(no subject)

Mar 14, 2008 23:45



What am I DOING?? I feel horrid... I am really growing to love Hermione in the romantic way. I love so many things about her, about being with her. She's incredible, and just knowing that this love between us is growing and blossoming is fantastic. Every night with her is magic, every day we get to see each other is brilliant. Dinner in Paris with her... hearing her speak French was incredible and beautiful.

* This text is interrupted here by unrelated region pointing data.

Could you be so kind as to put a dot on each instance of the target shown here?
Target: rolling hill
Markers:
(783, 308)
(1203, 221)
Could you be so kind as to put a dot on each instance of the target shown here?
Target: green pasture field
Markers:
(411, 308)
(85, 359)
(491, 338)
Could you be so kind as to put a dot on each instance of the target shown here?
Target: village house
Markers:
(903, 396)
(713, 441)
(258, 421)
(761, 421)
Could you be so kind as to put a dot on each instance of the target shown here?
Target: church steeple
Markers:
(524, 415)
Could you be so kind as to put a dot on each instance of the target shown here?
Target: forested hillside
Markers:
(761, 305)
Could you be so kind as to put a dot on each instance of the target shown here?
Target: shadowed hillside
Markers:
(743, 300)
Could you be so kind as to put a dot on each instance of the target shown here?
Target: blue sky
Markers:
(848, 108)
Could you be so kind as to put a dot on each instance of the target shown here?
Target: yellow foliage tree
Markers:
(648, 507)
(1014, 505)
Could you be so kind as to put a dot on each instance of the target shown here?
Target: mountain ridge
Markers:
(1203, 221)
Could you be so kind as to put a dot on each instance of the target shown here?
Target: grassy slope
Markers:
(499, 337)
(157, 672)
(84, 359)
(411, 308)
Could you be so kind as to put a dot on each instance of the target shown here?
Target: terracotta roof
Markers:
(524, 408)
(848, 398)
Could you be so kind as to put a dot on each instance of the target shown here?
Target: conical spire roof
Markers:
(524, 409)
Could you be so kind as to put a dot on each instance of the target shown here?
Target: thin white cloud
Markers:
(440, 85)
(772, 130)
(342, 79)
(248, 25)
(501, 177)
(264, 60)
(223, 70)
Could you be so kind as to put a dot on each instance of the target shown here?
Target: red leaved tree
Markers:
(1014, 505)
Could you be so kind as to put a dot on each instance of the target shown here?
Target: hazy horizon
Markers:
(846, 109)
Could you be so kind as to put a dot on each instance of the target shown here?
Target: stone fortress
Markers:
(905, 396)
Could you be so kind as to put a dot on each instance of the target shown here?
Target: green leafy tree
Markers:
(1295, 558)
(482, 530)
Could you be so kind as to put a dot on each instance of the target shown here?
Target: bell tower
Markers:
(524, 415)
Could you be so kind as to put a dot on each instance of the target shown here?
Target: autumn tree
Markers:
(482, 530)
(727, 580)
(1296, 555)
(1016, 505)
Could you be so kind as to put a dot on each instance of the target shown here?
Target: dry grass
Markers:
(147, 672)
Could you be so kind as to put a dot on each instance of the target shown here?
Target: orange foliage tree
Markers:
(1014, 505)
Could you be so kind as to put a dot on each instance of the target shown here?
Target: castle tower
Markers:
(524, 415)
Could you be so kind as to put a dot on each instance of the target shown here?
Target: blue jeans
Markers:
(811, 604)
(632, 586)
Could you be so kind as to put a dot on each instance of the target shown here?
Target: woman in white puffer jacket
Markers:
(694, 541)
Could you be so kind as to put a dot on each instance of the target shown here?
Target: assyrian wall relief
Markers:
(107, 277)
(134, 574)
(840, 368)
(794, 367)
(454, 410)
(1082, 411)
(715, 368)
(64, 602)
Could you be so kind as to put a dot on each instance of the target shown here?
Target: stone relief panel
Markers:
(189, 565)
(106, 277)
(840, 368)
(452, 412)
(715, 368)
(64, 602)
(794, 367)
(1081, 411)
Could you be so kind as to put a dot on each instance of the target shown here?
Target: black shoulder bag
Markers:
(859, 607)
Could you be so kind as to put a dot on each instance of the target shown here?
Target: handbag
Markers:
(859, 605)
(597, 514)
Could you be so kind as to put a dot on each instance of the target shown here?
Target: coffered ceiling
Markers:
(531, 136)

Then there's Ron. What am I doing?? He's my best mate, aside from her. Maybe I should break things off with her. I don't want to, but is it fair? They were broken up... I know, but is it fair to be doing this? I want to be with her. I really feel amazing knowing she loves me the way she does. But... I can handle being alone. I've been alone for so long, what does it matter? But Ron... he doesn't do so well alone. And at least when they were together, we could all just be around each other. I didn't care about them sneaking a kiss...

But... now I do. I don't want to give her up. Is this actually jealousy I'm starting to feel with her? I think it might be. When this last batch of roses arrived from Ron, I really felt...angry.

So... what do I do now? Let Ron be on his own, and not doing so well? Or break things off with Hermione and try to get them back together? And worse... how do I bring myself to do it when I'm really coming to love her far more than I expected to love anyone?